So you have the V2 rocket on one hand and the atomic bomb on the other. I
think your anecdote is decisively on the side of diversity.

------
hal9000xp
This whole diversity stuff is complete trendy nonsense!

If a company seriously apply diversity to their hiring strategy then it
actually means that at some point they must turn down some higher skilled
candidate #1 in order to hire some lower skilled candidate #2 just because
they have too few employees with the same gender which candidate #2 has.

In this case, a company put skills at the secondary role which means that they
praise mediocrity, not talent.

You will be wrong if you argue, that a company don't have to prefer lower
skilled candidate over higher skilled candidate just because they need to keep
gender diverse teams. Because if it were possible, then highly skilled teams
were already naturally gender diverse and then whole diversity talk won't
exist in the first place.

Don't get me wrong, as a male, I'm sick that vast majority of software
engineers are male. It really sucks! It's a biggest single thing I don't like
about my profession. But unfortunately it's how it is. Let's face the truth,
most women are not interested in software engineering at all. In companies
where I worked we had a few female software engineers, they were just as good
as male engineers, no difference at all. But they were not hired because of
their gender but because of their coding skills.

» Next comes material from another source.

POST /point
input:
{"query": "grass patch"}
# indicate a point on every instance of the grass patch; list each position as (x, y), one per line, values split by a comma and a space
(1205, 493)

Don't listen retarded third-wave feminists yelling about discrimination.
Software engineering probably is the most meritocratic profession ever. Nobody
cares about your degree (I don't have one!), citizenship, ethnicity or gender.
Contribute to open source, participate in algorithm competitions, make your
personal projects on GitHub and you will be noticed for sure whoever you are!
It's because of a great shortage of good software developers in the market and
companies are desperate to hire anyone who is able to solve their technical
interview challenges.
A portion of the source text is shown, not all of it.